Tips for purging your pantry

Does your pantry spark joy or cause anxiety? If it's the later latter, then it's time to let go of what you no longer want or are using, reorganize the food so you can find it and create an organized space that will make you want to prepare healthy foods.   

Registered dietitian nutritionist Jennifer Hnat is here to get us started. See tips from Jennifer Hnat below. 

1. Purchase a variety of food storage and organization containers: baskets, glass or plastic jars, clear containers and varying sizes from teeny tiny to large (save receipts and return what you don’t use). Depending on your budget you can purchase a combination of items from Container Store, All Modern, Target, Ikea, Homegoods, Walmart, Amazon – you can find a full range of storage and organizational products everywhere. I’ve sold some of my nice Container Store jars on Next Door for next to nothing so be creative.  Budget-friendly tip: reuse glass food jars from items like salsa and pasta sauce. 

2. Carve out a weekend afternoon and commit to the task:  it can feel overwhelming to tackle this after work so plan for a good two to over four hours, depending on the size of your pantry, and schedule on your phone like a hair or doctor appointment. You can get the kids involved to teach them the value of de-cluttering as well. They can do fun tasks based on age and ability.  

3. Take everything out of the pantry and put in kitchen or living room and organize by categories: appliances, paper products, food (organize boxed cereals, spices, canned items, spices, everything boxed, etc). Everything you have in the pantry, take out and organize so you can see what you have. As Marie Kondo says, only keep items that spark joy. If there is any guilt, shame, or “I shouldn’t eat that,” toss it.

4. Check the expiration dates or sample the opened foods like cereal to make sure things aren’t stale or rotten. At least 30 percent of the food in your pantry is likely expired. I found an unopened bag of flour that had bugs in it, so it’s obviously going in the garbage or ideally compost it anything that is perishable!  

Read labels, is the food going to be something you will want to eat? If not, store in a pile to if it's unopened, donate to a food bank or food pantry.  

5. Wipe down and clean the pantry shelves and floor. You might need to use some elbow grease and polish up the walls with a magic eraser.

6. Logically think about what shelf you want items stored on and organize by food type. Bottom shelves are great for big plastic containers to store dog food, garbage/plastic bags; I love to have a metal mesh container for dirty dish clothes. If you have small children, the next shelf is kids goodies for a quick grab and go that visible on their level. Load snack items in small containers facing upwards and forward so you can see what they are. If you don’t have kids, you can store big appliance items that you use frequently or start placing containers of foods you use daily, like loose food items such as cereal, pasta, rice, bulk items, sugar, flour and more, that are now stored in the clear containers. I like to label them since I have a lot of specialty superfood ingredients.

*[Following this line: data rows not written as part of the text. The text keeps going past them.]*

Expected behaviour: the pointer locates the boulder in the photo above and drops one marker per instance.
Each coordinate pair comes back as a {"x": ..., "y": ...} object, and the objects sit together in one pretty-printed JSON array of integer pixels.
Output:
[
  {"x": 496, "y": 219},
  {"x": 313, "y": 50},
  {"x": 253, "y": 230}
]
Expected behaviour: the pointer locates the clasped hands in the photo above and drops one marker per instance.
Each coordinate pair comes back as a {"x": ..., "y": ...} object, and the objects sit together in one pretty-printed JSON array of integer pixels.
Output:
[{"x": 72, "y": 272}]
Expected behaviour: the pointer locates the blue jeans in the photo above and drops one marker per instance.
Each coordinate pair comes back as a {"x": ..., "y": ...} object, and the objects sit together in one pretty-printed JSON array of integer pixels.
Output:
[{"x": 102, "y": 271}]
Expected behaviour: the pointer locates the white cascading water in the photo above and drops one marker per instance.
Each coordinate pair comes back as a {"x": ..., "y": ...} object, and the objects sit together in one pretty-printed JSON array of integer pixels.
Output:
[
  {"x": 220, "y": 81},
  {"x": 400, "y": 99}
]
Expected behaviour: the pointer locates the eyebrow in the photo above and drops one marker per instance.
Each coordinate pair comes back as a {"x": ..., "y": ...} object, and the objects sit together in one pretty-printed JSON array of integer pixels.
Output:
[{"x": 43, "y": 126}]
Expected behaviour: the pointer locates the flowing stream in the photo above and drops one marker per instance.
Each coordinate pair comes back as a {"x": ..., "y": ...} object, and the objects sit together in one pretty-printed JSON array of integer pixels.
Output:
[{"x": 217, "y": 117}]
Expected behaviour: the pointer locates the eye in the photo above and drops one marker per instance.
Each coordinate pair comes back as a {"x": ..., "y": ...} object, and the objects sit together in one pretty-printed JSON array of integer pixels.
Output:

Risers are helpful to utilize dead space above containers and make the pantry real estate more efficient. A lazy susan is perfect for oils, dips, hot sauce, dressings, liquid items, etc. Items that you use daily, such as salt, and cereal, place in a convenient and easy to grab location instead of having to hunt for it in the back or top shelf.  

Higher shelves are great for larger containers of pasta, rice, flour, sugar or items you don’t use daily as well as larger kitchen items that you use for parties or events (or anything else that you use infrequently.)